If you thought yoga and Pilates both involved contorting your body to achieve toned muscles, core strength and flexibility, you’d be right – but only partly.
Both floor exercises promise similar fitness benefits but vary greatly in technique – and origin.
What’s the difference?
Pilates was developed in the early 1900s by German-born Joseph Pilates, a sickly child who was determined to get strong. He achieved this through exercise – including body-building and martial arts – before developing his own system. It has evolved to become the technique bearing his name.

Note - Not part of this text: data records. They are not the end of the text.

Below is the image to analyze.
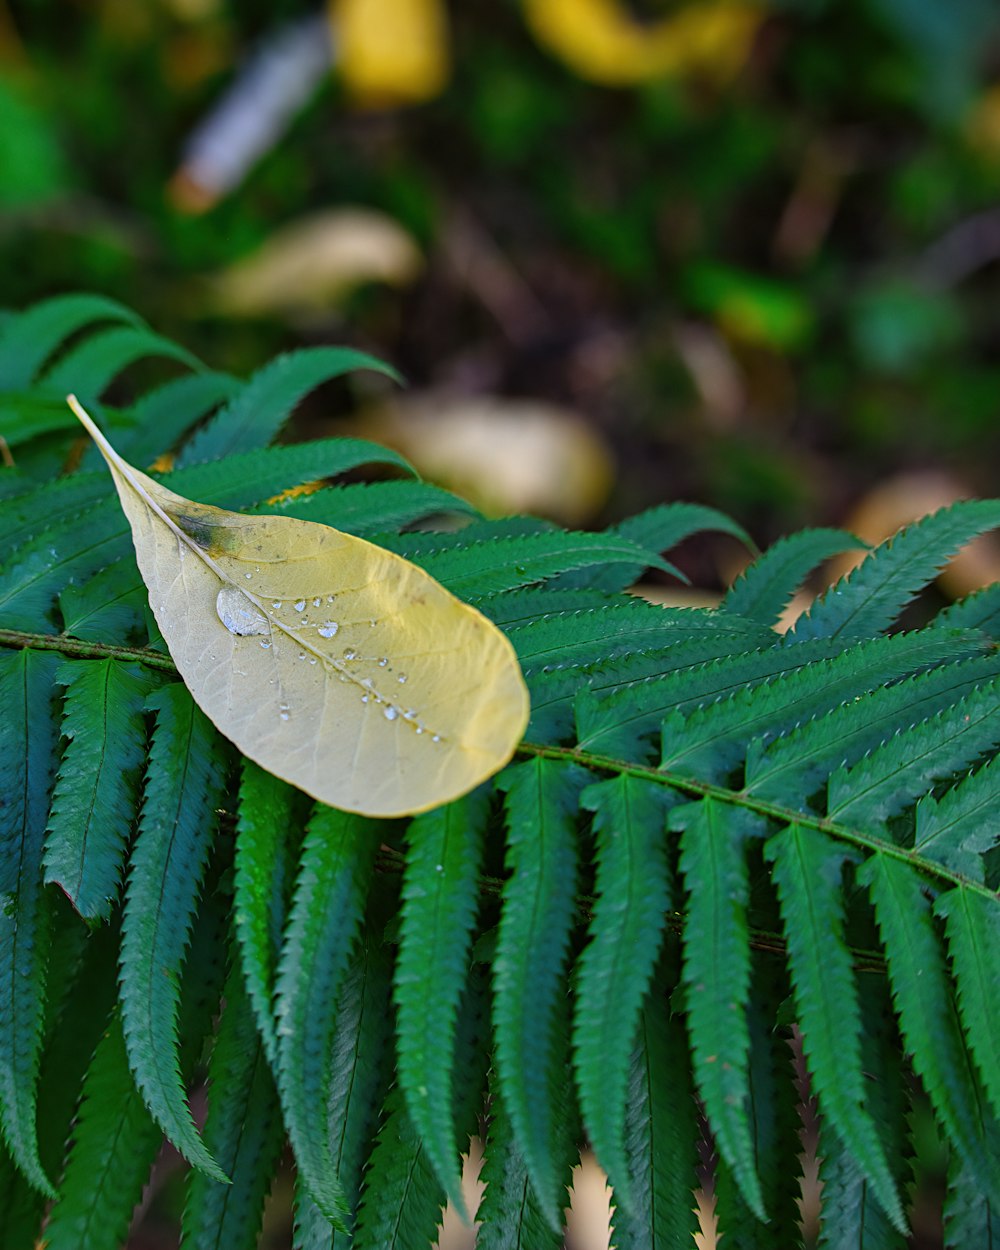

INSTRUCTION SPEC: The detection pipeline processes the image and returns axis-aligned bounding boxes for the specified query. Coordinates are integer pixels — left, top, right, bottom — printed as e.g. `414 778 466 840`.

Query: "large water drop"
318 621 339 638
217 587 270 637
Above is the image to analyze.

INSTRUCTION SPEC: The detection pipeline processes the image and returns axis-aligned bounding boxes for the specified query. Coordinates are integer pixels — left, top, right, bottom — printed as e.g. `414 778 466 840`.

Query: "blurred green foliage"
2 0 1000 544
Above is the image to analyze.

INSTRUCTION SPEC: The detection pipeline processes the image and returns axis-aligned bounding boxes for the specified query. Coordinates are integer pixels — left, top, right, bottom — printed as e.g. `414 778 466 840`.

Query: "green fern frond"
721 527 865 626
41 324 202 401
394 792 488 1214
765 825 905 1232
827 676 1000 831
573 774 673 1207
493 756 587 1224
913 753 1000 879
791 500 1000 642
944 1148 1000 1249
42 1010 162 1250
745 652 1000 804
233 761 300 1068
610 951 700 1250
177 347 399 466
935 582 1000 638
274 805 378 1225
0 293 143 390
411 532 680 598
859 855 1000 1203
661 628 987 783
934 887 1000 1126
259 478 477 535
43 658 161 919
676 798 765 1219
119 683 229 1182
0 648 60 1198
182 967 284 1250
576 637 844 760
118 370 242 465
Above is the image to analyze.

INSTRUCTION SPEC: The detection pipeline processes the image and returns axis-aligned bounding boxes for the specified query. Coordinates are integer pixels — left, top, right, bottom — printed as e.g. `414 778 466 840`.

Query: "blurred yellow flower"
332 0 450 105
965 83 1000 160
523 0 765 87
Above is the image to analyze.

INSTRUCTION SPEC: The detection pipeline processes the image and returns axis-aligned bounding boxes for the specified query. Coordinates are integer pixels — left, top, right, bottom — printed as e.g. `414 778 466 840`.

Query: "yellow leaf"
69 397 529 818
209 208 423 319
332 0 450 106
523 0 764 87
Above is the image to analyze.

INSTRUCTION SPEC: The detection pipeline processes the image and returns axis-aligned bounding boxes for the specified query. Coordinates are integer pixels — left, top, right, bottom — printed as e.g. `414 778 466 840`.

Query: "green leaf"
827 676 1000 832
275 805 378 1225
676 798 765 1219
662 628 983 783
859 855 1000 1202
509 601 774 675
721 527 865 627
0 471 108 574
325 938 396 1239
712 953 802 1250
610 956 701 1250
0 648 60 1197
233 761 299 1068
355 970 491 1250
413 532 681 599
935 583 1000 639
558 501 751 593
935 887 1000 1125
944 1146 1000 1250
119 683 228 1182
745 653 1000 805
791 501 1000 642
262 479 477 535
42 324 202 401
178 347 399 466
118 370 243 466
394 792 488 1214
493 757 588 1225
44 659 161 919
914 754 1000 880
476 1075 569 1250
0 293 142 390
59 560 147 643
764 826 905 1232
42 1010 162 1250
574 774 673 1206
577 637 842 761
182 968 284 1250
815 975 910 1250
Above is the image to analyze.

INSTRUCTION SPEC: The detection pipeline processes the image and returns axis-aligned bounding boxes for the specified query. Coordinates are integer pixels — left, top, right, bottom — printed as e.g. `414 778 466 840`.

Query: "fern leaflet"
0 293 142 389
573 774 673 1207
721 527 865 626
913 753 1000 879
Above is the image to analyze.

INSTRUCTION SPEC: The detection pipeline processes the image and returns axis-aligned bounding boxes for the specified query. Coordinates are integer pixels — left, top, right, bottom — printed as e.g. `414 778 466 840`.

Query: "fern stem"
0 629 176 672
516 741 999 904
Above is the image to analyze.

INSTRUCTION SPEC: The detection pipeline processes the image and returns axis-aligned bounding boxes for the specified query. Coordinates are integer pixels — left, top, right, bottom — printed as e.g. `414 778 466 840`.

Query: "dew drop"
398 674 408 684
216 586 270 637
403 709 416 721
343 648 357 661
378 657 388 667
384 706 398 721
279 704 290 722
361 694 370 704
318 621 339 638
312 597 322 608
244 572 253 580
369 619 377 628
309 657 318 665
431 735 441 743
361 677 373 689
299 617 309 626
298 652 306 661
280 710 290 722
260 640 271 649
272 601 281 610
326 595 335 604
294 599 306 612
415 726 424 735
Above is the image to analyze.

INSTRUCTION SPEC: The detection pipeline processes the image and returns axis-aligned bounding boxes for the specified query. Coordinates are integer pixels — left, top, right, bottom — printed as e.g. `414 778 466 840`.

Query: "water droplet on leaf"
217 586 270 637
318 621 339 638
294 599 306 612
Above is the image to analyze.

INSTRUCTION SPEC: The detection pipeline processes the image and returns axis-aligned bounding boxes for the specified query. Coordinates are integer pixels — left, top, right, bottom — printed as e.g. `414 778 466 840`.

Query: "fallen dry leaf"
357 395 614 525
70 397 529 818
208 208 422 317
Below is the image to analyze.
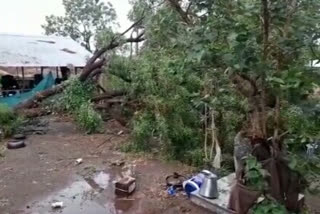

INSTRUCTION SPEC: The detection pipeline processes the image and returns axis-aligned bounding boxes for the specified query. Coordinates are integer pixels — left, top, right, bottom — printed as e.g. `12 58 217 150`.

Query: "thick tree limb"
95 98 125 108
91 90 126 102
14 18 145 111
88 69 103 79
79 58 106 81
14 83 66 110
88 17 145 65
96 84 106 93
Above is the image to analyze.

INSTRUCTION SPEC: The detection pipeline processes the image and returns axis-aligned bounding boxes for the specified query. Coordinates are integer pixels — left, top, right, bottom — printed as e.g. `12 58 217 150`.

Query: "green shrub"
131 112 155 151
47 78 103 134
0 104 15 124
42 94 65 113
0 104 22 137
62 78 95 112
75 102 102 134
251 199 287 214
184 148 205 167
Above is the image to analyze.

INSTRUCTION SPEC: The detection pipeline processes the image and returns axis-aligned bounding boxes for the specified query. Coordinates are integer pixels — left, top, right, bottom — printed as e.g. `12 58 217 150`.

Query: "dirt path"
0 116 210 214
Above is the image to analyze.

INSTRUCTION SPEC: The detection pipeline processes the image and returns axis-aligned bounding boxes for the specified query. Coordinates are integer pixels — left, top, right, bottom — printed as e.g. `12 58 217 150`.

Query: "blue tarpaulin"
0 72 55 108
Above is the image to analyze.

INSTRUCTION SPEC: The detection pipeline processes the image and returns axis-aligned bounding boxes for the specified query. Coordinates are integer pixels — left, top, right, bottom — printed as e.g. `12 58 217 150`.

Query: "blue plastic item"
167 186 177 196
183 173 205 196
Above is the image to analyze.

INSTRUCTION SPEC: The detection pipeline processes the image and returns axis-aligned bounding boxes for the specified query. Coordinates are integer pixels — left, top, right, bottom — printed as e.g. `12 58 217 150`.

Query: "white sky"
0 0 131 35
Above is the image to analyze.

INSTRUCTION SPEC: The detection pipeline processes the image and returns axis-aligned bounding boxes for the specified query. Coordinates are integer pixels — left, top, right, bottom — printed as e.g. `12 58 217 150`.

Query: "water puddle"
93 171 110 189
25 171 136 214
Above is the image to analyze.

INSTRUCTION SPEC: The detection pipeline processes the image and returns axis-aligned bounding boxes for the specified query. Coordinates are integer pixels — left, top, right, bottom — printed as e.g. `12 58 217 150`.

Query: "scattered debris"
121 164 136 177
166 172 185 189
110 159 125 167
51 201 64 209
17 118 49 136
180 206 191 213
167 186 177 196
117 130 124 136
115 176 136 197
75 158 83 165
0 198 10 207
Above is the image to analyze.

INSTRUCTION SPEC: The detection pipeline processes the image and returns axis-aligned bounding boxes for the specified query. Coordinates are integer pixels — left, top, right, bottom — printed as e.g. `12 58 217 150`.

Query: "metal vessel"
199 172 219 199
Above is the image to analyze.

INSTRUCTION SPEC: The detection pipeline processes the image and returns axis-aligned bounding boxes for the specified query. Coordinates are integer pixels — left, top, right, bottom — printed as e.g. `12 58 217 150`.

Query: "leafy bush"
283 104 320 151
244 156 268 191
0 104 22 137
46 78 102 133
184 148 205 167
0 104 15 124
62 78 95 112
75 102 102 134
251 199 287 214
131 112 155 151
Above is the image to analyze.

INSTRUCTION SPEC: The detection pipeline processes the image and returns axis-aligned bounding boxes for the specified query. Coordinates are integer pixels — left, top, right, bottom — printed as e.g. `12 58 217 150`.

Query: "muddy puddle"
24 171 138 214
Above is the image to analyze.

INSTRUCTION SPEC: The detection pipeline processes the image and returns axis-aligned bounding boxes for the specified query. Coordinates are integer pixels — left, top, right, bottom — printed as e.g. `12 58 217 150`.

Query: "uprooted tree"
15 17 145 111
15 2 320 211
19 0 320 165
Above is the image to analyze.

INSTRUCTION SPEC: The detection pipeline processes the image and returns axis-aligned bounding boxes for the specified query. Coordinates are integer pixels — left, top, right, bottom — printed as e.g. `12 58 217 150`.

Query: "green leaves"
0 104 22 137
244 156 268 191
42 0 116 52
59 78 102 133
75 102 102 134
252 199 287 214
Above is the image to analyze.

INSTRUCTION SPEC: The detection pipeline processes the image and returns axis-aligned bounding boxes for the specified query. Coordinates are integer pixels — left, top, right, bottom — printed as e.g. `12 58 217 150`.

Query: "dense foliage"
106 0 320 177
42 1 320 201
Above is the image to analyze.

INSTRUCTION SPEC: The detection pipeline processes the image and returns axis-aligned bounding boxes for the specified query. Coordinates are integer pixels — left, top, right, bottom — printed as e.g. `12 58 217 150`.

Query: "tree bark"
91 91 126 102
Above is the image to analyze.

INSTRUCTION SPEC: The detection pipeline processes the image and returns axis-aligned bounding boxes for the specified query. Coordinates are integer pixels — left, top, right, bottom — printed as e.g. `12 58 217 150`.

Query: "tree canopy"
42 0 117 52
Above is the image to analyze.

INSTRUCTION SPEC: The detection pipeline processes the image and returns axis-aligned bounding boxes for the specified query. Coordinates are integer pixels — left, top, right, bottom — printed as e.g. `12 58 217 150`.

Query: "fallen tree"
14 18 145 111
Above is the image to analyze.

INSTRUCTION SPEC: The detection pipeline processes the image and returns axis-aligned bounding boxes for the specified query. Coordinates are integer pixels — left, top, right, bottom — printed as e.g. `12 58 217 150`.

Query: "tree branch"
92 90 126 102
167 0 191 25
88 17 145 65
89 69 103 79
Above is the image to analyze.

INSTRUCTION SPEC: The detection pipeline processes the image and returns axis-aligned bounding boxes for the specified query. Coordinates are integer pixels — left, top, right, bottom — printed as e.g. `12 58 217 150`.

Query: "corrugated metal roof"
0 33 92 67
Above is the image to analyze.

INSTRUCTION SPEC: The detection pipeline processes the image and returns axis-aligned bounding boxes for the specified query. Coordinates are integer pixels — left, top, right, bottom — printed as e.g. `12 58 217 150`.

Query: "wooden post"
56 67 59 78
41 67 44 76
21 67 25 91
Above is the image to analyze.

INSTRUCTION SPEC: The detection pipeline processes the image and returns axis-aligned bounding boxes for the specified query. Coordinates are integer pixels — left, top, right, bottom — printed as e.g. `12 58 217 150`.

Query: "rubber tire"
13 134 26 140
7 140 26 149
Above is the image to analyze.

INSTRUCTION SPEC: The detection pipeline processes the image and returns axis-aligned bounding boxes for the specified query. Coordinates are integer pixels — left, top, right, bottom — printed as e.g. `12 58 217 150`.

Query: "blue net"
0 72 55 108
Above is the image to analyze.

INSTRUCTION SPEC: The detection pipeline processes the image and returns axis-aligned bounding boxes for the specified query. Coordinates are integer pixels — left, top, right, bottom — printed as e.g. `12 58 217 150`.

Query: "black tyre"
7 140 26 149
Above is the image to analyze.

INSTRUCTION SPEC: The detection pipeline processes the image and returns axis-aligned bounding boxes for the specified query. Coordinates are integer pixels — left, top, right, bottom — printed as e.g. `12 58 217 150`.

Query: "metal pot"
199 173 219 199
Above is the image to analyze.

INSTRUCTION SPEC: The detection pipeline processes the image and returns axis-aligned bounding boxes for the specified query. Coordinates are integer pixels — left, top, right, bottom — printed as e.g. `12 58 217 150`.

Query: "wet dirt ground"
0 116 211 214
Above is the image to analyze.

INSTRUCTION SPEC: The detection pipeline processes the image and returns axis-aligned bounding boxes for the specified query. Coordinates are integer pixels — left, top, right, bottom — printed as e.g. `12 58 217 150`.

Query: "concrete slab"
190 173 236 214
190 173 305 214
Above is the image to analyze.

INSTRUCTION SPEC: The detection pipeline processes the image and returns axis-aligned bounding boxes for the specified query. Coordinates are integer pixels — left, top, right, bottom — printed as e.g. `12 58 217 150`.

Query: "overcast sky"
0 0 131 35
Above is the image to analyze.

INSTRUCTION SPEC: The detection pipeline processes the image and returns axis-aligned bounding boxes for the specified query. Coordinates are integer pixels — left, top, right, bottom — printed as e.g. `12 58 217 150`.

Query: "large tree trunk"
14 19 145 112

Catherine Etty-Leal, an Australian Physiotherapy Association member and Victorian branch chair of the Sports Physiotherapy Association, said at the heart of Pilates is the “core”, a group of muscles deep in your midsection.
Pilates is all about strengthening these core muscles and “allowing the limbs to move around this stable foundation”, Ms Etty-Leal said.
By contrast, yoga started in India thousands of years ago. This ancient practice focuses on achieving harmony between the mind and body.
Irene Ais, a yoga devotee who trains new instructors, said yoga is primarily spiritual. The physical aspect is a more recent addition, she said.
“Yoga is so varied in its application, yet it is often promoted in the modern wellness industry as purely physical,” Ms Ais, who is an Australian Physiotherapy Association member, said.
Practices like meditation and breathing to activate the relaxation response are common yogic techniques that help achieve greater emotional and mental wellbeing.
“This is a vital extra benefit in fast-paced modern life, where mental illness is said to be ranked by the World Health Organisation as the leading cause of disease burden by 2020,” she said.
Do yoga and Pilates live up to their health claims?
Ms Etty-Leal said that, done correctly, Pilates helps tone muscles, increases core strength, and improves posture and flexibility. However, this isn’t its sole focus.
Many people “spend a lot of time retraining movement control so the pure strength and toning aspects do not happen until much later,” she said.
A 2011 study published in the journal Archives of Physical Medicine and Rehabilitation reviewed 16 papers looking at the effectiveness of Pilates. The researchers found strong evidence that Pilates improved flexibility and dynamic balance, and moderate evidence that it improved muscular endurance in healthy people.
The verdict on weight loss is slightly more questionable. A 2012 study in the Journal of Bodywork and Movement Therapies found that there is poor evidence linking Pilates with body composition.
Yoga is often associated with mental and spiritual wellbeing, but the evidence for its effects on overall health is mounting. A 2010 review of 81 studies comparing yoga with other forms of exercise found that it might be as effective as, or better than, other exercise for improving a variety of health-related measures.
Pilates or yoga?
The best floor exercise for you depends on a variety of factors, including personal preference, fitness level and existing health conditions or injuries. Both exercises can be easily adapted to suit everyone from beginners through to professional athletes.
The key is to find a class and teacher to suit your needs, fitness instructors said.
“Both yoga and Pilates are safe and effective ways of exercising, which utilise your own body mechanics and resistance,” Ms Etty-Leal said.
“This means you can use it as much as you like outside of the studio as well.”
Ms Ais added that yoga should be tailored to emotional and mental needs.
“A student who is, for example, type A and stressed may not benefit from a dynamic physical practice that further stimulates the nervous system, but may benefit from a stillness, meditation practice,” she said.